Gently floss floss between two teeth. If fit properly, you can use the action back and forth to floss through the narrow area. Do not break the dental floss, otherwise it may cut the gums.
Wrap floss on the front and back of a tooth to make it "C". This will wrap the dental floss on the side of the tooth.
Gently floss the dental floss toward the bottom of the tooth and into the space between the tooth and gums.
Move the floss up and down with light to ensure plaque removal in this area. Do not be too nervous to avoid chewing gum.
Repeat on all sides of the tooth, including the outermost of the last tooth. Push the dental floss to the clean side of each tooth edge.
Other dental instruments to clean the teeth
Many people have large spaces between their teeth and need extra tools called interdental cleaners to remove enough food particles and bacterial plaque. You may have more room for extra care if you have gum surgery or if you have missing or misaligned teeth.
The small toothbrush is a small bristle or filament brush that fits between the teeth and comes in a variety of sizes and handle designs. These brushes clean better than floss when gingival tissue does not completely fill the space between your teeth. These small brushes can also help the person in the orthodontic band to remove plaque around the leads and brackets.
Another tool that cleans teeth is a wooden interdental cleaner. These long triangular strips can be softened and used to clean teeth.
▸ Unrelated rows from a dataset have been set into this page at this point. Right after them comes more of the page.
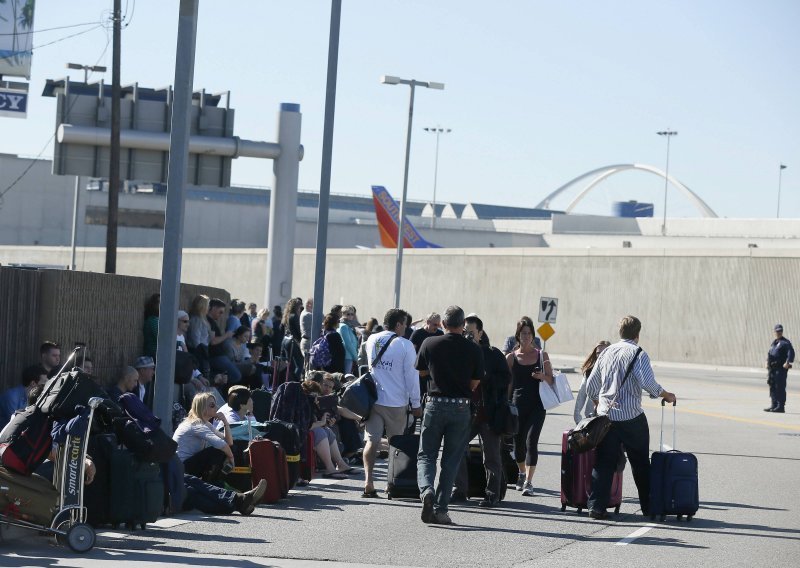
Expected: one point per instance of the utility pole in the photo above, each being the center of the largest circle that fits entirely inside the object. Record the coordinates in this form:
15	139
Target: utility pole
113	173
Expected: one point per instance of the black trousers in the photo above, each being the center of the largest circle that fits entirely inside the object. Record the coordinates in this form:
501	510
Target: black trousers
206	464
207	498
491	445
634	436
777	387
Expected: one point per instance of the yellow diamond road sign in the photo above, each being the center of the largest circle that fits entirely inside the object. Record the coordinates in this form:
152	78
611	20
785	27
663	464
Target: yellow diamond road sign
546	331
In most pharmacies and grocery stores you can find these tooth cleaners. Your dentist or dental hygienist can tell you how to use these cleaners to remove plaque between teeth.
Other Ultrasonic Scalers
To supplement your home brushing and dental flossing, one or more of the following may be suggested by the dentist or community health nurse:
Oral irrigators - These electronics draw water out of slender, steady or pulsating water streams. Although they do not seem to well remove dental plaque attached to their teeth, they are very effective at flushing food and bacterial byproducts in periodontal pockets or by orthodontic appliances. They are particularly useful for delivering drugs to hard-to-reach areas. For example, a buccal irrigator can be used to spray prescription antibacterial irrigant into a pocket. Instead of brushing and flossing, a washer should be used instead of an alternative.
Tooth tips - These soft, pliable rubber tips are used to clean the teeth and below the gum line. Plaque and food debris can be removed by gently running the tip along the gum line.
Mouthwash and Mouthwash - As with toothpaste, your choice of mouthwash or mouthwash will be guided by your personal oral care needs. Over-the-counter irrigation can be used to breathe fresh, add fluoride or kill plaque bacteria that cause gingivitis. Some mouthwashes are designed to help loosen plaque before brushing your teeth. Ask your dentist or hygienist to recommend the rinse type that best suits your needs. If you need to avoid alcohol, read the ingredients label carefully. Many over-the-counter mouthwashes contain large amounts of alcohol. In some cases, a dentist may have a stronger fluoride or anti-bacterial wash solution.